Subimos al piso piloto, de extraordinaria vista y tras el recorrido con salida al balcón, comenzó la información meramente económica.

Nadie piense que tuviera la mínima intención o posibilidad de adquirir algo así, uno pertenece a la clase media o mejor a lo que llamo clase limón, pues cualquier administración se encariña en exprimirla todo lo que puede. Bueno, tampoco tiene mucha relevancia, la crisis que viene nos igualará por debajo a todos, menos a los pocos de siempre.

El punto culminante llegó cuando pregunté si había descuentos por pago al instante y al mismo tiempo echaba mano al bolso que colgaba en mi hombro, como dispuesto a sacar billetes en fajos de 500.

Muy amable, el joven nos indicó que no estaba autorizado para contestar y debia consultarlo.

Aguantando,sin manifestar alarma, la situación. Buen profesional.

Día 3 y 4. Osiris o el tránsito .

Ninguno de los dos. Zuri no encuentra sosiego en el apartamento y termina por instalarse en la terraza, ajeno a todo y adaptando un sentido despegado de los inconvenientes del calor. Mística perruna.

Lo mismo me ocurre a mi. Si estuviera solo pondría el aire acondicionado o al menos el ventilador que cuelga del techo, sería sencillo.

Pero compartir habitación hace que alguien ceda y de ordinario, lejos de hacerme la víctima, soy yo. Ella ama tener la habitación en total oscuridad y bien cerrada mientras yo de ordinario no suelo bajar las persianas y la entrada de luz no me hace despertar.

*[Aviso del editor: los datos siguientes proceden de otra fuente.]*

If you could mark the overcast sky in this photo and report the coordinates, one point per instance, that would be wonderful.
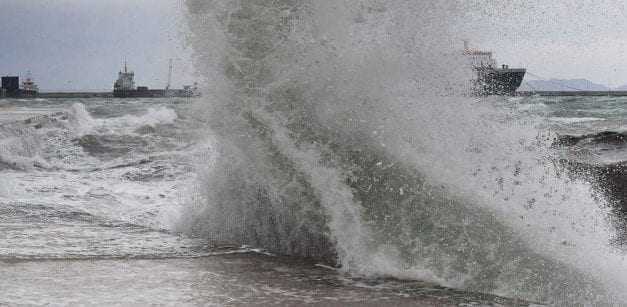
(81, 44)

Pasan las horas y me siento como en la cámara mortuoria de cualquier egipcio clásico, solo espero el tránsito hacia Osiris.

Si al menos, hubiera sexo…

Día 2. Albarracín como antesala a la ciudad más bíblica.

Eramos cazadores y mucho más tarde nos volvimos cocineros. Eso es lo que uno piensa tras disfrutar con gozo del estofado de ciervo en generosa ración. Solo la prudente esposa y amiga, han evitado dar cuenta de una nueva comanda con tal maravilla cárnica, mi deseo vegano solo lo limito a la próxima campaña electoral cuando uno se ve rodeado de truhanes con cromos de muchos colores pero todos igual de mal gestados

Buena forma de acabar el día antes de partir a una mañana de sol y luz generosa. Ya en camino el espectáculo del curioso matadero para unos y nueva vida para otros, que representa el aeropuerto de Teruel, donde esperan decenas de Boing y Airbus ser despedazados para ser reutilizados sus componentes o bien darles una reparación y nueva vida en aerolíneas más necesitadas.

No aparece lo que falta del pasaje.